Interestingly, the Court did not say that the leases can never be frustrated. While the Court found that a suspension of use for roughly 10% of the term of the lease did not amount to a change of circumstance rendering performance “radically different”, the Court suggested that if in three years’ time there was still no sign of the grounding of the 737 Max Aircraft being lifted, that might amount to frustration. In doing so, the Court made it clear that it was not taking a view one way or the other, but it will be interesting to see if this line of argument is advanced in the future.
Conclusion - Stay of execution
The Court rejected Spicejet’s argument that it should withhold judgment because there are compelling reasons for trial.

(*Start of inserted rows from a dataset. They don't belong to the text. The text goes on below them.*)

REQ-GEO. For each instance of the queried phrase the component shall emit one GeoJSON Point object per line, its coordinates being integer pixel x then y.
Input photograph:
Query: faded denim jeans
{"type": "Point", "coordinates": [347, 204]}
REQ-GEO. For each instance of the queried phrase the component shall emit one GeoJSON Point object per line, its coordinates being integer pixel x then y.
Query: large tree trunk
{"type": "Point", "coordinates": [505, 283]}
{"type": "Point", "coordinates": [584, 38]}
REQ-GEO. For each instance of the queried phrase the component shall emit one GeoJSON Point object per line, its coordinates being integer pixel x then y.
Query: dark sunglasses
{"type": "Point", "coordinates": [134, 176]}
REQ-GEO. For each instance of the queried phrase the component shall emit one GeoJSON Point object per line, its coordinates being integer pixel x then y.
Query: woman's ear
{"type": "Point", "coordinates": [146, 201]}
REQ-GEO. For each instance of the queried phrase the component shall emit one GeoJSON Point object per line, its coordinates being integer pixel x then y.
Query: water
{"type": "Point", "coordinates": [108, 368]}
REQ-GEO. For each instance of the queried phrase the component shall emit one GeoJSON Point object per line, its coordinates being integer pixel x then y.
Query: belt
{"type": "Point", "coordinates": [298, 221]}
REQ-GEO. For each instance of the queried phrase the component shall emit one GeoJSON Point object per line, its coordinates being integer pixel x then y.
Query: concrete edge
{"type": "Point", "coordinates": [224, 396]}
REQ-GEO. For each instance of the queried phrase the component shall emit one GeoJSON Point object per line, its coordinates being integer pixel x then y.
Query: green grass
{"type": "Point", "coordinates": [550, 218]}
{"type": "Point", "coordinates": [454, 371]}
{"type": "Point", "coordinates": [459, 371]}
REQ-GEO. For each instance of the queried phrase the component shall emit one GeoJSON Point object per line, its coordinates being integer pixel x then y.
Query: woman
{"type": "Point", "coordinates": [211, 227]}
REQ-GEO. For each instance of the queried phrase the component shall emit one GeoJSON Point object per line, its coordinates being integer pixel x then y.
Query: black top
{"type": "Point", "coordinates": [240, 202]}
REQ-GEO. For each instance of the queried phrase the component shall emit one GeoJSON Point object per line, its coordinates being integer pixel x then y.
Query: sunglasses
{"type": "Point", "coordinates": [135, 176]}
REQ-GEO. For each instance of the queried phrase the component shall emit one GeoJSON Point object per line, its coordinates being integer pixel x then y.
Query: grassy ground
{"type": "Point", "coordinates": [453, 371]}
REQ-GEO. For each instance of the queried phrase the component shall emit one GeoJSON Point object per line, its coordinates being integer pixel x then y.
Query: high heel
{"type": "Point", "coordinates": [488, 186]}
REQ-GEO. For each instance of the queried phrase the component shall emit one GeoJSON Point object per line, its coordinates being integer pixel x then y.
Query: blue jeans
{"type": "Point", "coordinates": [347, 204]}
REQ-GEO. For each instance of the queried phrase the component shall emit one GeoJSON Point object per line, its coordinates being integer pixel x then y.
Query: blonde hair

However, the Court did grant a stay of execution on the summary judgment for sums exceeding US$25 million because:
- The Claimants’ ability to repay should the contracts become frustrated at a future date had not been demonstrated as no evidence had been submitted; and
- By contrast, the evidence suggests that if Spicejet was required to pay all outstanding sums now, it may well tip it over the edge into insolvency at the very time that there is some small indication that it may be able to trade its way out of difficulty if given enough time.
The Court ”robustly” encouraged the parties to engage in mediation, ordering that execution of all judgments be stayed for a period to allow the parties to undertake alternative dispute resolution and, in the case of the First Claimant's claim, at least until trial of the remaining claims and cross-claims between the parties.
The Court’s willingness to stay the execution of the judgment taking into account the parties’ financial position and to encourage settlement is interesting in the broader context of various Covid-19 missives from the UK Government Cabinet Office and from BIICL. These publications have asserted that commercial parties should consider the wider socio-economic impact of Covid-19, allow “breathing space” and consider ADR, rather than insist on the enforcement of strict legal rights. Whilst the judgment makes no express reference to these missives, the reasons given for the stay seem to align with them.
1. Wilmington Trust SP Services (Dublin) Ltd and others v Spicejet Ltd  EWHC 1117 (Comm.)